From Europe to Afghanistan: Experiences of child returnees

This report assesses the impact on children of being returned from Europe to Afghanistan. Through interviews with individual children, their parents or guardians, and with governmental and non-governmental actors, it builds a picture of children’s material, physical, legal and psychosocial safety during the returns process. Returns processes implemented by EU member states and Norway are examined to analyse where European governments are failing to provide appropriate support.

The results are disturbing: nearly three-quarters of the children interviewed did not feel safe during the returns process. Over half reported instances of violence and coercion and nearly half arrived in Afghanistan alone or were escorted by police. On arrival, the children received little or no support, and only three had a specific reintegration plan. While 45 children had attended school in Europe, only 16 were attending school in Afghanistan. Ten children said attempts had been made to recruit them to commit violent acts, while many others spoke of discrimination, insecurity and sadness. Of the 53 children who completed questionnaires, only ten neither wish nor expect to re-migrate in the next year. Clearly, the processes and support necessary to ensure sustainable returns for children are not in place.
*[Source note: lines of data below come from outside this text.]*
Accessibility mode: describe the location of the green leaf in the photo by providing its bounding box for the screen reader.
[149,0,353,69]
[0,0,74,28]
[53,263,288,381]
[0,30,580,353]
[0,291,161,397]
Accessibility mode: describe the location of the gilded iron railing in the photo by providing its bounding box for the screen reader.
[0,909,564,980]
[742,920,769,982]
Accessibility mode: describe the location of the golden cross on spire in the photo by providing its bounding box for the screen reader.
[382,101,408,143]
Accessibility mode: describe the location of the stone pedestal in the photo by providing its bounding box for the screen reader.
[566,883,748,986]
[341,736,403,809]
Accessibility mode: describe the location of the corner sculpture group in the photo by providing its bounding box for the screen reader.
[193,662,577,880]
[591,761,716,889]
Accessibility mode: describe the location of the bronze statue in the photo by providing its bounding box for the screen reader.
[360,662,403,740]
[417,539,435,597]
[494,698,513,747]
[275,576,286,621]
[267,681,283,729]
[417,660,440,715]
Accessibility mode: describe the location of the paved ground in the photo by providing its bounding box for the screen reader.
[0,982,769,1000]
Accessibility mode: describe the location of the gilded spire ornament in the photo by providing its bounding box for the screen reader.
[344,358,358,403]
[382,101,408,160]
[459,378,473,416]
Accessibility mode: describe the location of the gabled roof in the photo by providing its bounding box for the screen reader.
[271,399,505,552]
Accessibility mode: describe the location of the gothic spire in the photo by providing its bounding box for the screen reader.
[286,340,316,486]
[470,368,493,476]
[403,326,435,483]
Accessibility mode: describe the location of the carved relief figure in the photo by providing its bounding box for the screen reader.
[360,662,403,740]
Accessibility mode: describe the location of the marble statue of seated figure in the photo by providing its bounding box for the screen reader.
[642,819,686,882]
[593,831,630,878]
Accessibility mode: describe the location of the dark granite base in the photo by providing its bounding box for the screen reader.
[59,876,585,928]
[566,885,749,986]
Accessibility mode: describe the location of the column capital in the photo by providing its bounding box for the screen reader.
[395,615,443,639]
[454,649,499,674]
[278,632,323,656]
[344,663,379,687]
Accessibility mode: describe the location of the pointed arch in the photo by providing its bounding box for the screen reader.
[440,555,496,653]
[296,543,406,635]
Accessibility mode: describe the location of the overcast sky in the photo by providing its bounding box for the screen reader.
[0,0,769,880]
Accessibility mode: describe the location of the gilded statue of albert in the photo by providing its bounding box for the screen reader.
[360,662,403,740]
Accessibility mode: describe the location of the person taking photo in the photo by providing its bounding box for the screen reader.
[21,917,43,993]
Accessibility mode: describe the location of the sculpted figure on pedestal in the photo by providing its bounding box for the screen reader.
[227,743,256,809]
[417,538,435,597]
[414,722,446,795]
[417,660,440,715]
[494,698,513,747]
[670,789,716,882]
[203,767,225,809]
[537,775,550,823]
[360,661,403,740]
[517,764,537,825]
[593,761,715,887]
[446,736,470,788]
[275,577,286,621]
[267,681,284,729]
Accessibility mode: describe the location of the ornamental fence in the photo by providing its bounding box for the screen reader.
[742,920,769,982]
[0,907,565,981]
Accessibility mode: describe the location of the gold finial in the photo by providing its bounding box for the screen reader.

Evidence collected through this research also forms the basis of specific recommendations to European governments that are currently returning children and young people to an unsafe environment and unsustainable futures. It urges the EU and Norwegian governments to halt the return of children to Afghanistan until the security situation has improved and all the necessary safeguards are in place to ensure that children’s rights, as enshrined in the UN Convention on the Rights of the Child (UNCRC) are respected.